Nanoplastic pollution inhibits stream leaf decomposition through modulating microbial metabolic activity and fungal community structure.

Many studies have proved the impacts of nanoplastic pollution in freshwaters on aquatic organisms and ecosystems. To explore toxic mechanisms of nanoplastics on stream functioning, we conducted a microcosm experiment to investigate the effects of polystyrene nanoparticles (PS NPs, 1-100 µg L-1) on the process of leaf litter decomposition mediated by the microbial community.

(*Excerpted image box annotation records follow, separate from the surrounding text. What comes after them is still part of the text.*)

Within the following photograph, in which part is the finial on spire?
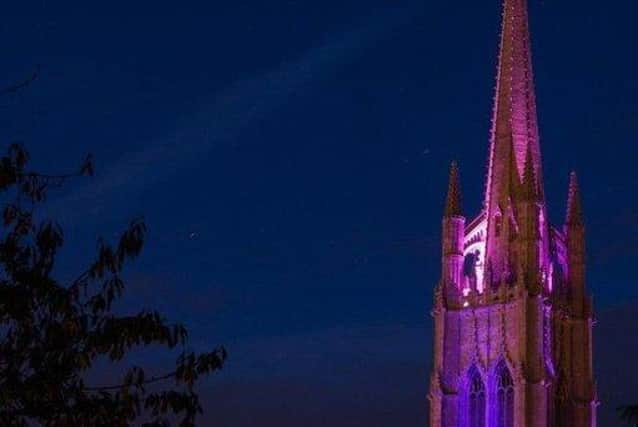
[567,171,583,225]
[444,161,463,218]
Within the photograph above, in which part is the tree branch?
[85,371,177,391]
[0,64,42,95]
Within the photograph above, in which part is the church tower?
[429,0,597,427]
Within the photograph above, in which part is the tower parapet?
[429,0,597,427]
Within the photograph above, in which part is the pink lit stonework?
[429,0,598,427]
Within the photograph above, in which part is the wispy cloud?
[53,8,420,221]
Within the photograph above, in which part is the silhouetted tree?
[618,405,638,427]
[0,144,226,426]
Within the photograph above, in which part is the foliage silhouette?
[0,144,226,426]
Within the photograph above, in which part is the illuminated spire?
[522,142,538,200]
[444,162,463,218]
[566,172,583,225]
[485,0,542,211]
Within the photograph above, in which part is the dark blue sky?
[5,0,638,427]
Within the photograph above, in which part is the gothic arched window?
[495,362,514,427]
[467,366,485,427]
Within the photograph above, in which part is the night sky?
[0,0,638,427]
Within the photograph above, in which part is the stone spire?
[522,142,538,200]
[566,171,583,225]
[443,162,463,218]
[484,0,549,279]
[485,0,542,211]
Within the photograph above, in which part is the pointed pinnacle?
[523,145,538,200]
[567,171,583,225]
[444,162,463,218]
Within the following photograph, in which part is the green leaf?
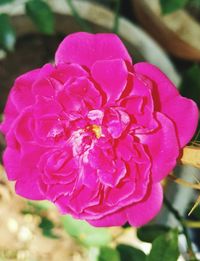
[117,245,146,261]
[0,0,14,5]
[181,64,200,106]
[26,0,55,34]
[39,217,58,239]
[98,247,120,261]
[137,225,170,243]
[61,215,111,246]
[160,0,189,14]
[0,14,16,51]
[146,229,179,261]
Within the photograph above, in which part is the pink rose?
[1,33,198,226]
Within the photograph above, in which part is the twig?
[168,174,200,190]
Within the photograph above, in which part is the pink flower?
[1,33,198,226]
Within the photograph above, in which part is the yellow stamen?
[92,124,102,139]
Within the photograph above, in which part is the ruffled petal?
[134,63,199,147]
[134,62,179,106]
[162,95,199,148]
[55,32,132,68]
[87,209,127,227]
[3,147,20,180]
[138,113,179,182]
[126,183,163,227]
[91,60,128,102]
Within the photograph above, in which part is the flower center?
[91,124,102,139]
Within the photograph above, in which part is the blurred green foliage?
[25,0,54,34]
[146,229,180,261]
[117,244,146,261]
[61,215,111,247]
[160,0,200,15]
[137,224,170,243]
[0,14,16,51]
[160,0,189,14]
[181,64,200,106]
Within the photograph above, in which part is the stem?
[180,146,200,168]
[168,174,200,190]
[164,196,196,260]
[66,0,92,32]
[113,0,121,34]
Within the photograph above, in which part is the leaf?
[0,0,14,5]
[146,229,179,261]
[160,0,189,14]
[137,222,170,243]
[61,215,111,246]
[117,245,146,261]
[0,14,16,51]
[98,247,120,261]
[181,64,200,106]
[26,0,55,34]
[39,217,58,239]
[181,146,200,169]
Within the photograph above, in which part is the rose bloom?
[1,33,198,226]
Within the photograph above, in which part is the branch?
[180,146,200,169]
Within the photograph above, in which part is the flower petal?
[138,113,179,182]
[55,32,132,68]
[91,59,128,102]
[87,209,127,227]
[134,63,199,147]
[134,62,179,106]
[162,95,199,148]
[126,183,163,227]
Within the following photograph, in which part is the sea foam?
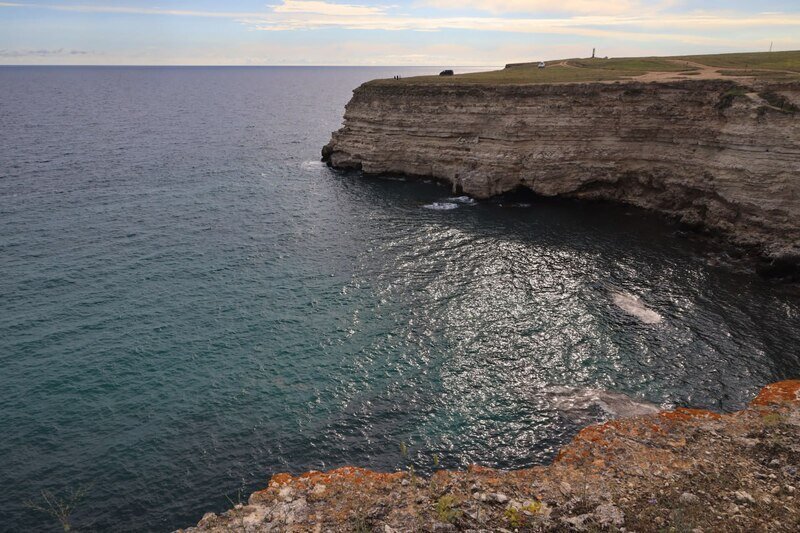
[422,202,458,211]
[611,292,662,324]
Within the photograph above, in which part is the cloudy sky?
[0,0,800,66]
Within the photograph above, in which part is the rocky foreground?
[181,380,800,533]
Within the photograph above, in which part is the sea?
[0,67,800,532]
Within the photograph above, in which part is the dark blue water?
[0,68,800,531]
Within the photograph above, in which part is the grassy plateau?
[371,51,800,85]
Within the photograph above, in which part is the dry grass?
[370,51,800,85]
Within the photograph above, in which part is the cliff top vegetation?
[370,51,800,84]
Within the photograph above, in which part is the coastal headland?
[182,52,800,533]
[322,52,800,279]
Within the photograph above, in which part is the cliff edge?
[322,79,800,276]
[182,380,800,533]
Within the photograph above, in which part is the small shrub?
[714,87,747,111]
[25,486,90,532]
[436,494,463,524]
[761,413,783,426]
[759,91,800,114]
[505,507,525,528]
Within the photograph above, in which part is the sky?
[0,0,800,66]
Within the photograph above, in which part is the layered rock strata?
[185,380,800,533]
[323,80,800,276]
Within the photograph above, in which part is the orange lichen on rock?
[181,380,800,533]
[750,379,800,407]
[658,407,722,422]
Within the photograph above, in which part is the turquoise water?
[0,68,800,531]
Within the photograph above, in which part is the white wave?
[611,292,662,324]
[447,196,478,205]
[546,387,662,422]
[422,202,458,211]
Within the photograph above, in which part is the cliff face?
[323,80,800,276]
[185,380,800,533]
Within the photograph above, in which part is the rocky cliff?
[185,380,800,533]
[323,80,800,272]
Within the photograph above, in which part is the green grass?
[567,57,697,74]
[370,51,800,85]
[719,69,800,81]
[674,51,800,72]
[372,66,640,85]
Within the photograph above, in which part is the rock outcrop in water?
[323,80,800,274]
[185,380,800,533]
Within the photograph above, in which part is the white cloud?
[272,0,385,17]
[421,0,643,15]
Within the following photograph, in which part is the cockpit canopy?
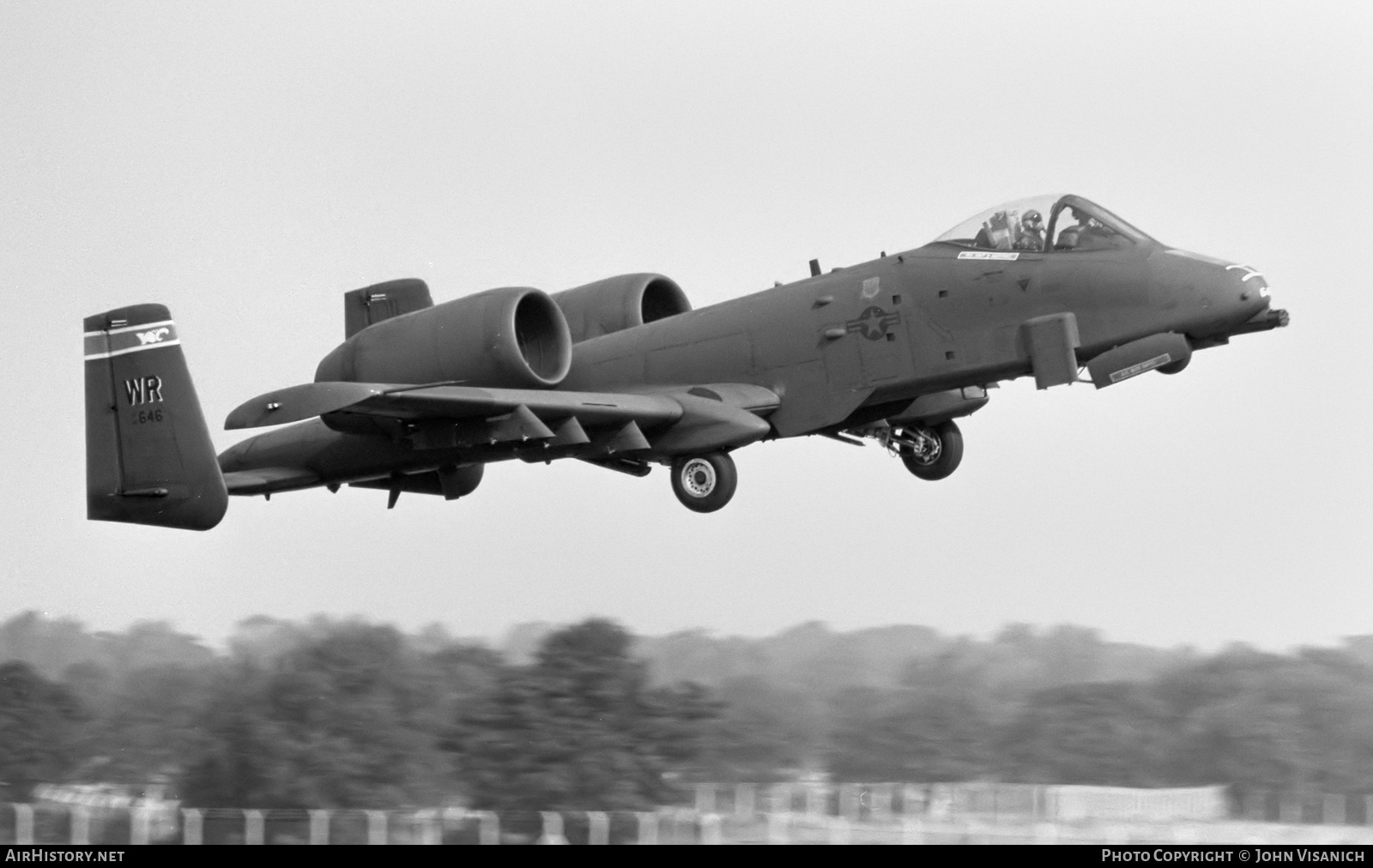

The chronic exposure to PS NPs at 1 and 100 µg L-1 caused significant decreases in leaf litter decomposition and nutrient (carbon and nitrogen) releases. During the ecological process, some extracellular enzymes (i.e., ß-glucosidase, glycine-aminopeptidase, and phenol oxidase) rather than fungal biomass were suppressed. Besides, decreases in the relative abundance of Anguillospora and Setophaeosphaeria weakened their functions in leaf litter decomposition. Thus, the microcosm experiment showed that PS NPs inhibited stream leaf decomposition by modulating the microbial metabolic activity and fungal community structure. Overall, the results of this study provide evidence for the consequences of nanoplastic pollution on freshwater microbial community and stream ecosystem functioning, which is conducive to evaluate the potential risks of nanoplastics in aquatic environments.